Question

integral x^3/(x^3 +1)

Answer 1

This is a bit ugly. Remember that x^3 + 1 = (x+1)(x^2 - x + 1)

This points you down the partial fractions route, and that's where you need to go.

Answer 2

i think you can do this by the substitution u = x^3

Answer 3

so far i've gotten it to:

x -1/3ln{x+1} + integral of (-x/3 + 2/3)/(x^2 -x +1), is that right? and if so how do i do i integrate it from there

Answer 4

You can first simplify it to \(1-\frac{1}{x^3+1}=1-\frac{1}{(x+1)(x^2-x+1)}\). Then you should use partial fractions to expand the second term.

Answer 5

So x^3/(x^3 + 1) = 1 -1/(x^3+1)
so the integrating the RHS, there is definitely an x.

Now we need to write down the partial fraction expansion of the 1/(x^3+1), which is
\[\frac{2-x}{3(x^2 - x +1)} + \frac{1}{3(x+1)}\]

So yes, I agree with you so far.

Now you separate the two terms over x^2 - x + 1. One will give you a log, the other an arctan.

Answer 6

just be careful with the signs: I might have made an error, or you've made an error as there's a small inconsistency between us.

Answer 7

how would i do the integral of (-x/3 + 2/3)/(x^2 -x +1

Answer 8

the integral of x/(x^2 - x + 1) = x/((x-1/2)^2 + (sqrt(3)/2)^2)

Now you make a substitution of u = x - 1/2

The integral of 1/((x^2 - x + 1) = 1/((x-1/2)^2 + (sqrt(3)/2)^2)

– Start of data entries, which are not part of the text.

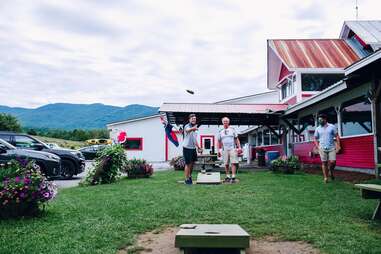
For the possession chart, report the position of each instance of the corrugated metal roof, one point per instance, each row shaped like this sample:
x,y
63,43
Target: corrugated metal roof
x,y
221,108
368,30
314,53
211,114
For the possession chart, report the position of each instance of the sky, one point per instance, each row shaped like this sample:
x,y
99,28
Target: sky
x,y
121,52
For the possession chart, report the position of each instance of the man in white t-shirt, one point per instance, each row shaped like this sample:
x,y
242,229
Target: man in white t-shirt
x,y
229,147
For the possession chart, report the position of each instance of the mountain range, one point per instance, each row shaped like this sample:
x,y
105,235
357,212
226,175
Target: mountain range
x,y
76,116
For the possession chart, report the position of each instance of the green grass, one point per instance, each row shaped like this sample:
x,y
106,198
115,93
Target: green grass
x,y
101,219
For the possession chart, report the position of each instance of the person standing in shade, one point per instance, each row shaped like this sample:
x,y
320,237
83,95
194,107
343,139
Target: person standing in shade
x,y
190,147
324,139
229,147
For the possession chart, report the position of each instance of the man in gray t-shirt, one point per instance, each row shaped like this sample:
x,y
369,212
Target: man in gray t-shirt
x,y
190,145
229,147
324,140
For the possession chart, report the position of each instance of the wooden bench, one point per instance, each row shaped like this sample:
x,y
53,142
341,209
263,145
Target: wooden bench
x,y
372,191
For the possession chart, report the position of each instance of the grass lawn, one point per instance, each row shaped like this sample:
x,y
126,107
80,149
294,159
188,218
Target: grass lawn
x,y
101,219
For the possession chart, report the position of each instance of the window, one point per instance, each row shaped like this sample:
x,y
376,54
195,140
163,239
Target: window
x,y
274,138
260,140
207,143
254,140
331,115
6,137
266,137
25,142
133,144
356,117
319,82
308,124
288,87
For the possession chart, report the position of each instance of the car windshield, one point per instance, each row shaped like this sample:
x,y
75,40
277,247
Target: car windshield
x,y
46,146
4,143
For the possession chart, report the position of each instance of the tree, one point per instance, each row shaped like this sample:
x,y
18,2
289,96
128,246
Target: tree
x,y
9,123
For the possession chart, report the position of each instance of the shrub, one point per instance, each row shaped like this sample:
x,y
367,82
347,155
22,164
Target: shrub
x,y
178,163
286,165
108,165
137,168
23,189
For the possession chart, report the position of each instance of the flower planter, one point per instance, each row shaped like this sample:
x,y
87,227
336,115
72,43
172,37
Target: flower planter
x,y
17,210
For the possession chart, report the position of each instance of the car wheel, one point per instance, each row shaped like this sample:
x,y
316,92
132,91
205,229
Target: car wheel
x,y
68,169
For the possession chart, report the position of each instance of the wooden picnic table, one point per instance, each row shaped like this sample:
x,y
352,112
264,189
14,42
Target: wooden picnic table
x,y
372,191
207,159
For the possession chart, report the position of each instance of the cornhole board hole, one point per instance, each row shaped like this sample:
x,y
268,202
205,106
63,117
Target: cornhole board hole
x,y
209,178
212,238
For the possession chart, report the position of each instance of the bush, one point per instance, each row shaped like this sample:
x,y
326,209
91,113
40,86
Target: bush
x,y
137,168
286,165
178,163
23,189
108,165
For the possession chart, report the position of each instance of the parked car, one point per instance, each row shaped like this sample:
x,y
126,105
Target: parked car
x,y
53,145
90,152
72,161
49,164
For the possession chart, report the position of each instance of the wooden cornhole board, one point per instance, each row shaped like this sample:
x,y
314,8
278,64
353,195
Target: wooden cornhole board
x,y
229,237
209,178
372,191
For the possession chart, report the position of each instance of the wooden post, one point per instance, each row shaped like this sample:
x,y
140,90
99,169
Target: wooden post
x,y
376,123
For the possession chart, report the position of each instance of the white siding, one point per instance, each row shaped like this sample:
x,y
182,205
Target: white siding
x,y
152,132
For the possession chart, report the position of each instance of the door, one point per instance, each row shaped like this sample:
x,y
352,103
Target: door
x,y
207,144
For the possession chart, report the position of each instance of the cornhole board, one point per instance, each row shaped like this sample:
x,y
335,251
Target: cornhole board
x,y
209,178
372,191
229,237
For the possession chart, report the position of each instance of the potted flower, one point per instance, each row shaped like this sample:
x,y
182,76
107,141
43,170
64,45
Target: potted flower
x,y
24,191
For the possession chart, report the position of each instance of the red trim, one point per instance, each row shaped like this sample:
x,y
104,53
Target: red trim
x,y
166,147
207,136
291,101
283,72
361,41
307,94
137,149
358,152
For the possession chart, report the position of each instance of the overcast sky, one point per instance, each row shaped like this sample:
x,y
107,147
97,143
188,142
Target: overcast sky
x,y
121,52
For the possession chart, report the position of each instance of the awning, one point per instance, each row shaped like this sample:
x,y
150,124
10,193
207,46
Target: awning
x,y
211,114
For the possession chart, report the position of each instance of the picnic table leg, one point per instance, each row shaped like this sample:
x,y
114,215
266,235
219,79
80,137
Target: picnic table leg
x,y
377,212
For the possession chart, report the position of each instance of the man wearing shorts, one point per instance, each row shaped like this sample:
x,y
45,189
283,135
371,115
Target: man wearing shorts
x,y
324,139
229,147
190,145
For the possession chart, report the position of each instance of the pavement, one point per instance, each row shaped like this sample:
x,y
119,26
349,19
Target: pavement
x,y
158,166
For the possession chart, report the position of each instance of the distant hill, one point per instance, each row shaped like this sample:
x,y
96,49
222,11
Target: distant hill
x,y
76,116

is an arctan: set x = 1/2 + sqrt(3)/2.tan u

Answer 9

but what happened to the -1/3 and 2/3?

Answer 10

I took them out just to simply the description, but obviously you'll need to put them back in an scale back up the integrals.

Answer 11

...just to simplify...

Answer 12

could i just multiply the equation by 3 to get rid of the rations?

Answer 13

Sure ... whatever makes it easier for you. Just remember to scale it back at the end.

Answer 14

i don't see how you broke up the denominator though?

Answer 15

\[x^2 - x + 1 = x^2 - x + 1/4 + 3/4 = (x - 1/2)^2 + (\sqrt{3}/2)^2\]